In Strait of Hormuz, Iran and China take aim at US dollar hegemony

JPMSPGI
Geopolitics & WarCurrency & FXSanctions & Export ControlsEnergy Markets & PricesCommodities & Raw MaterialsTrade Policy & Supply ChainEmerging Markets

Key event: Iran has begun charging at least some Strait of Hormuz transit fees in Chinese yuan as part of deeper China-Iran economic cooperation, and China currently purchases >80% of Iran’s oil.
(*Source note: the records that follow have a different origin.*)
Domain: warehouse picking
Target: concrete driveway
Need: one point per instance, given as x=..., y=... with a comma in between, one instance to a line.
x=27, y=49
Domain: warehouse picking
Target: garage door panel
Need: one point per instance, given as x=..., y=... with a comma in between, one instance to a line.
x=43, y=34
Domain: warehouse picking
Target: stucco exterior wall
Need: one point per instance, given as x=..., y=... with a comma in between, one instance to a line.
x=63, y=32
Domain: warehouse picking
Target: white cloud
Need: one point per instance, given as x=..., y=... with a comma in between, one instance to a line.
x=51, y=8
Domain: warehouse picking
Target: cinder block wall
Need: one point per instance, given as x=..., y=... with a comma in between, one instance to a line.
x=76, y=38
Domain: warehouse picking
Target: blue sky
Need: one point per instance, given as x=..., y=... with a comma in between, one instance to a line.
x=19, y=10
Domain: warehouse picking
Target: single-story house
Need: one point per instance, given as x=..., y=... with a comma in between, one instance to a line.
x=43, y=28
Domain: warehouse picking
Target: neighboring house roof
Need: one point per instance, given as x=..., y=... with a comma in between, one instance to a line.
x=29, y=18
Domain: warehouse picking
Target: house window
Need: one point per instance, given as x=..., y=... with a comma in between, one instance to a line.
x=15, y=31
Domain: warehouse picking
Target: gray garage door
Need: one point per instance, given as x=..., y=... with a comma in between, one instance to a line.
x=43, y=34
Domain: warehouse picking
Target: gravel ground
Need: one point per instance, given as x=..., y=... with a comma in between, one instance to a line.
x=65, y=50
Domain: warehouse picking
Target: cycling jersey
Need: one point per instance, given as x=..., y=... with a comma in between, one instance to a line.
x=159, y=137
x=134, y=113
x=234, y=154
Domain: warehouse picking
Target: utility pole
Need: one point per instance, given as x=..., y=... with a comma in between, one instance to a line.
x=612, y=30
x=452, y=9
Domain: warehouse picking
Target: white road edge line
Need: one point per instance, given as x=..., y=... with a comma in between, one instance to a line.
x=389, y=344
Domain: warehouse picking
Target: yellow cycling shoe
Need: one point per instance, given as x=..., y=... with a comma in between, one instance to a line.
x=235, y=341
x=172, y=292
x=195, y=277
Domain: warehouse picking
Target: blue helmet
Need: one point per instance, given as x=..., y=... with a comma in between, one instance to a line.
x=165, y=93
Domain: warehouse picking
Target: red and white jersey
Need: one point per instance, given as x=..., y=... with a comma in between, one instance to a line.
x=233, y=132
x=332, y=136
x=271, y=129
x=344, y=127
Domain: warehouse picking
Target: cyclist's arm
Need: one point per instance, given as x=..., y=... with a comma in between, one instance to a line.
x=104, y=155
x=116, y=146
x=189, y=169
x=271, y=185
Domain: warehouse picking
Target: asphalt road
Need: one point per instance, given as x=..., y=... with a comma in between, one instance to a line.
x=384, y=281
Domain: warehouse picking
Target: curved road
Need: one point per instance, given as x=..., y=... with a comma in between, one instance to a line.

This is an incremental challenge to dollar hegemony but near-term market disruption appears limited: the dollar still accounts for 57% of global FX reserves vs ~2% for the yuan, only 3.7% of cross-border trade was settled in yuan in 2024, and Iran exported roughly 12.0–13.7 million barrels in the first two weeks of the conflict, mostly to China.

Analysis

China and Iran’s use of the yuan in Strait-of-Hormuz transactions is not an instantaneous threat to dollar hegemony but a deliberate strategy to create localized, persistent non‑USD payment corridors. By converting recurring transit and energy flows into yuan settlement the parties create invoicing stickiness — fewer conversion events, lower demand for USD intraday liquidity, and a gradual re‑routing of correspondent banking volumes in specific EM corridors. I estimate this could depress USD cross‑border payment volume in targeted corridors by a few percent within 12–36 months, enough to bite into FX trading and clearing revenue pools that are concentrated in large banks. The bank-level second‑order impact is asymmetric: global custodians and dollar clearing banks face slower growth in fee pools and higher compliance/sanctions costs, while data, ratings and commodity‑analytics vendors stand to gain from heightened demand for trade monitoring, sanctions intelligence and pricing services. A plausible medium-term revenue uplift for specialized data providers is +5–10% incremental over 12–24 months as clients pay for de‑risking and alternative‑currency price discovery. Conversely, large universal banks could see a low‑single‑digit percentage compression in FX/wholesale revenue from these corridors, partly offset by higher fees for sanctions screening and advisory work. Catalysts that could accelerate or reverse the trend are clear and binary: short‑term—military escalation or US interdiction would sharply reduce yuan adoption within days–weeks; medium‑term—meaningful liberalization of China’s capital account or formal adoption of yuan pricing by Gulf producers would produce non‑linear adoption over 12–36 months. The consensus underestimates who wins: it’s not immediate dethronement of the dollar but a durable demand shock for infrastructure (payments rails, analytics, trade finance insurance) that monetizes the shift, which benefits niche service providers far more than sovereign FX issuers in the near term.